Single by Allday

from the album Startup Cult
- Released: 25 April 2014
- Length: 3:57
- Label: OneTwo
- Songwriter(s): Tomas Gaynor; Chris Litten; Cameron Ludik; Charles Daly;
- Producer(s): Cam Bluff; Chuck Daly;

Allday singles chronology
| "Claude Monet" (2013) | "Right Now" (2014) | "Cult" (2014) |

Music video
- "Right Now" on YouTube

= Right Now (Allday song) =

"Right Now" is a song by Australian rapper Allday, released on 25 April 2014 as the lead single from the Allday's debut studio album Startup Cult.
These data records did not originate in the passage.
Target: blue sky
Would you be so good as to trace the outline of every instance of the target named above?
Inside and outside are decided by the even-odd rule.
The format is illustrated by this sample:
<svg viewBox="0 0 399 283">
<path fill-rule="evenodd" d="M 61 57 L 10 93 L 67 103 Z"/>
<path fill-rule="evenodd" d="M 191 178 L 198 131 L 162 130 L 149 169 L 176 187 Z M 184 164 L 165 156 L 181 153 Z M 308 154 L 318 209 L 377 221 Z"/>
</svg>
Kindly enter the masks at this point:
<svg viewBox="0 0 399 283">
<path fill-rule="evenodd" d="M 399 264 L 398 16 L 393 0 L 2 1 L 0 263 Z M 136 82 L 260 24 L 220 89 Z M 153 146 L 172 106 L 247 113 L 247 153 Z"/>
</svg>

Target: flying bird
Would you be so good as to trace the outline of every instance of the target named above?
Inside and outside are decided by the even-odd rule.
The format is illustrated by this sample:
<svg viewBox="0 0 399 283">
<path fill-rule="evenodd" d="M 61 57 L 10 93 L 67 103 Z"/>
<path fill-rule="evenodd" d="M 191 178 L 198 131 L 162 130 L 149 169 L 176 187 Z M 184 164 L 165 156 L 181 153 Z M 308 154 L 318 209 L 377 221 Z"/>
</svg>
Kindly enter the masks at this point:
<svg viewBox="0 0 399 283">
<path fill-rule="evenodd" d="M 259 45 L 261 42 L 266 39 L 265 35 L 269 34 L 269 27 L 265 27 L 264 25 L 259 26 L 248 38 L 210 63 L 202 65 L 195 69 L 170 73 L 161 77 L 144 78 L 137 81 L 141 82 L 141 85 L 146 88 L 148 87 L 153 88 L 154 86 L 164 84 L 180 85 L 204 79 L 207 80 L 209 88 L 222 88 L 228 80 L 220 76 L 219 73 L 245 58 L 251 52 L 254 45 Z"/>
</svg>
The single peaked at number 69 on the ARIA Chart was certified gold in Australia in 2021.

==Music video==
The Music video was released in May 2014 which Sam Price of Speaker TV thought "[the] touches of visual elegance softening the blow in the newly christened offering."

==Track listing==
Digital download
1. "Right Now" – 3:57

==Charts==

| Chart (2014) | Peak Position |
|---|---|
| Australian (ARIA) | 69 |

==Certifications==

| Region | Certification | Certified units/sales |
| Australia (ARIA) | Gold | 35,000^{‡} |
^{‡} Sales+streaming figures based on certification alone.